After the adjusting entries are made, an adjusted trial balance is prepared to confirm that the debits and credits match the adjusting entries. An adjusted trial balance is the most accurate record of your financial activity.
6. Financial statement generation
Once you’ve prepared the adjusted trial balance, you can now generate financial statements. Below are the three standard financial statements used in business:
A snapshot of your company's assets, liabilities, and the owner or shareholder equity for a specific period of time.
Income/profit and loss statement
A summary of your company’s revenues and expenses during a specific time period.
Cash flow statement
A cash flow statement analyzes your business’s operating, financing, and investing activities to show how and where you receive and spend money. With accounting software, you can automatically generate these financial statements in no time.
7. Bank reconciliation
Bank reconciliation is the process of reconciling your book balance with your bank cash balance. It compares your cash disbursements to your overall bank statement and helps keep your business records consistent.
With electronic banking making managing your bank accounts easier, you may be tempted to skip this step. But please don't. Reconciling your bank accounts on a monthly basis is essential and should be done regularly.
Completing a bank reconciliation not only helps you identify items that need to be included in your general ledger but also pinpoints any bank errors. With cloud-based accounting software, reconciling bank accounts is so much simpler and can be done in just a few seconds.
8. Tax compliance
Taxes are unavoidable. Fortunately, they are easy to prepare with accounting software. But first, you need to educate yourself about your business's tax obligations, keep accurate records, and set aside income (or pay taxes quarterly).
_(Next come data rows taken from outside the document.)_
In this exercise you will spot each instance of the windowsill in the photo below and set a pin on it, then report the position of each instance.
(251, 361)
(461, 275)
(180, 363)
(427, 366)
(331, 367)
Although accounting software is practical enough to help you calculate taxes, we suggest that you work with an accounting firm to ensure your business follows proper tax procedures and laws.
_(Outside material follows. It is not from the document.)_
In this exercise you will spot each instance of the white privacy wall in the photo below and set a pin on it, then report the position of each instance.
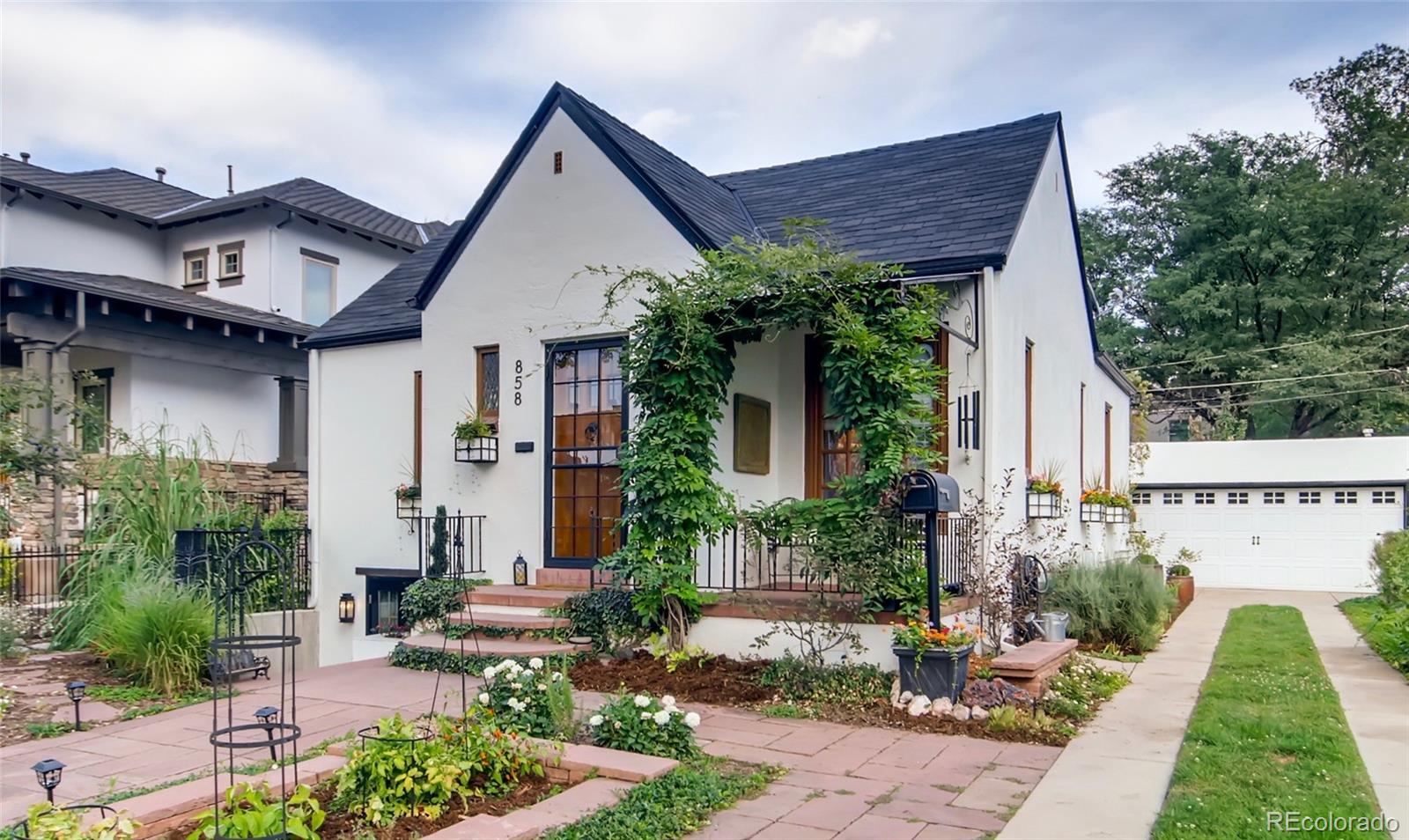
(361, 436)
(44, 232)
(1039, 298)
(519, 284)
Whether you file your own business taxes or hire an accounting firm, you must be able to produce accurate financial information that covers the entire fiscal year. You can do this more easily if you have recorded your financial activities throughout the year. At the end of the year, you should be able to summarize your business income, expenses, debts, losses, etc.
9. Payroll management
Payroll is another tedious yet required part of accounting. Thankfully, you can now automate this process using payroll management software. It helps you automatically calculate salaries and deduct them to cover payroll taxes. It also enables you to set up a payroll schedule and ensure you’re withholding the correct taxes.
10. Invoice management
Invoices are prepared based on the product or service sold and must be created and sent quickly. The sooner your invoices are sent, and the better for your cash flow and peace of mind.
By creating an invoice, you have also made a record of the money owed to your business. When your customer pays an invoice, you can mark it as paid and consider the money part of your income.
In the same way, other businesses may send invoices to your business when you purchase goods from them. You can save these invoices billing records and mark them as paid after you pay them.
You can automate your invoice management using invoicing software like ScaleOcean e-Invoicing. With e-invoicing, you can easily send invoices directly to customers without any postage costs. Not only that, but it gives clients an easy way to pay online.
You can also set up recurring payments, which is convenient if you’re working on a long-term project or running a subscription-based business.
Accounting may seem a daunting mountain to climb, but it's not that complicated once you understand the principles. From registering a business bank account to understanding your company's tax obligations, mastering the discipline of accounting can only help your business grow better.